仪表盘上最右侧那枚符文盘还在闪。闪了三次,暗下去,又亮起。阵盘上的指针偏在雾海深处更远的地方,没有回到航线方向上。
司徒嫣坐起来,看着那枚符文盘:“还在响。”
“嗯。”
“什么东西。”
刘泽宇没有回答。
他的欲念灵根在那一瞬又捕捉到了那道灵力痕迹。
暗红色的,脉动的,比刚才更近了。
它没有沿着航线走,它在雾海乱流里横穿,像有什么东西在灰雾深处锁定了这艘飞梭。
那种脉动他记得,在玄冥大陆北边的战场残骸上,在那些碎裂的核心里,在陈渡的血肉记忆里,都是同一个频率。
“它过来了。”他说。
光幕舷窗外,灰雾被什么东西从内部撕开。
一只巨大的飞行妖兽冲出雾层。
外形像蝠鲼与鹰的缝合,翼展展开遮住半边天,膜翼的边缘是锯齿状的骨刺,表皮上覆着一圈一圈暗红色的纹路,纹路在搏动,像活着的血管贴着皮肉跳动。

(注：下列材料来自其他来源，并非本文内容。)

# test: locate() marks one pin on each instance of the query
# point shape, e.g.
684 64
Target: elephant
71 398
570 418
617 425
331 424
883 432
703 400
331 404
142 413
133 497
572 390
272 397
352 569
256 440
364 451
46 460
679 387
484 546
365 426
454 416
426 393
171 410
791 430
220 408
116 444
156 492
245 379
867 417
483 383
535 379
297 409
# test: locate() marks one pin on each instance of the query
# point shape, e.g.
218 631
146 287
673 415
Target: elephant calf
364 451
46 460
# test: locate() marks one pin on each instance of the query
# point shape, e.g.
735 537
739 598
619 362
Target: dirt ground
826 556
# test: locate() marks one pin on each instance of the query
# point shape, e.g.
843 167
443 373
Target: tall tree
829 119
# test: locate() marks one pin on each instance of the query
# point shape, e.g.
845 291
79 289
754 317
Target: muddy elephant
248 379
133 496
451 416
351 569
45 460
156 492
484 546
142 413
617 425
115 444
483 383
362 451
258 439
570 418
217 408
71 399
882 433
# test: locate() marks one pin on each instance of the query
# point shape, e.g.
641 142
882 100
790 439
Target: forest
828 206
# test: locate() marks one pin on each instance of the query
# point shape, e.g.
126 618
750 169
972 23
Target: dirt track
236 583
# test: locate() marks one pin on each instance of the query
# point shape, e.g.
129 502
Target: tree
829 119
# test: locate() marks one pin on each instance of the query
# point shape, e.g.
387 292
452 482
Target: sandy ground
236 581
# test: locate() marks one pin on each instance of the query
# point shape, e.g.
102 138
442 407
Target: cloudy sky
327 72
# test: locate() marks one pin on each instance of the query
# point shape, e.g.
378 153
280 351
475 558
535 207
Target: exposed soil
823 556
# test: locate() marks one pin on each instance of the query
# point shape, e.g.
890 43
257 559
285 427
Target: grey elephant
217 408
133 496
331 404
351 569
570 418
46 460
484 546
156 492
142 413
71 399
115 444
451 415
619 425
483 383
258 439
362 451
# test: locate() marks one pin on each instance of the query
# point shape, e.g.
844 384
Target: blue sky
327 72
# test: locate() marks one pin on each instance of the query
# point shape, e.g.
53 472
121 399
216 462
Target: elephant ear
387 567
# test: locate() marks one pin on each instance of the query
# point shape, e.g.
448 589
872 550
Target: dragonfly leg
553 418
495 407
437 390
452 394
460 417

它的两只前肢是鹰爪,爪尖钩着半透明的膜翼,尾部拖着一截蛇一样的尾鞭,尾鞭末端分叉,像一条吐信的蛇。
它在雾海里绕了一个大圈,然后正对着飞梭悬停下来。
两片膜翼缓缓扇动,每一下都掀起一片乱流,把梭体推得左右摇晃。
暗红纹路在它身上一明一灭,和它胸腔深...
[您的浏览器未开启 JavaScript,请点击加载完整內容...]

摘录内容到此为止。